We endeavor to respond to a verifiable consumer request within 45 days of its receipt. If we require more time (up to 90 days), We will inform you of the reason and extension period in writing. If you have an account with Us, we will deliver our written response to that account. If you do not have an account with Us, We will deliver our written response by mail or electronically, at your option. Any disclosures We provide will only cover the 12-month period preceding the verifiable consumer request’s receipt. The response we provide will also explain the reasons We cannot comply with a request, if applicable.

Non-Discrimination

We will not discriminate against you for exercising any of your CCPA rights. Unless permitted by the CCPA, we will not:

   • Deny you goods or services.

   • Charge you different prices or rates for goods or services, including through granting discounts or other benefits, or imposing penalties.

   • Provide you a different level or quality of goods or services.

   • Suggest that you may receive a different price or rate for goods or services or a different level or quality of goods or services.

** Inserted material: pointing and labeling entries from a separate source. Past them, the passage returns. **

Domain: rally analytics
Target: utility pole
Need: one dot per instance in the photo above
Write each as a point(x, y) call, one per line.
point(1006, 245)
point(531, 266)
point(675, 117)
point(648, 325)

Exercising Your Rights under CCPA

If you wish to exercise your rights under California law, please do not hesitate to contact us at:

Email: privacyrequests@caremetx.com

Phone: 1-877-690-0220 (Toll Free)

Only you or a person registered with the California Secretary of State that you authorize to act on your behalf, may make a verifiable consumer request related to your personal information.

You may only make a verifiable consumer request for access or data portability twice within a 12-month period. The verifiable consumer request must:

   • Provide sufficient information that allows Us to reasonably verify you are the person about whom we collected personal information or an authorized representative.

   • Describe your request with sufficient detail that allows us to properly understand, evaluate, and respond to it.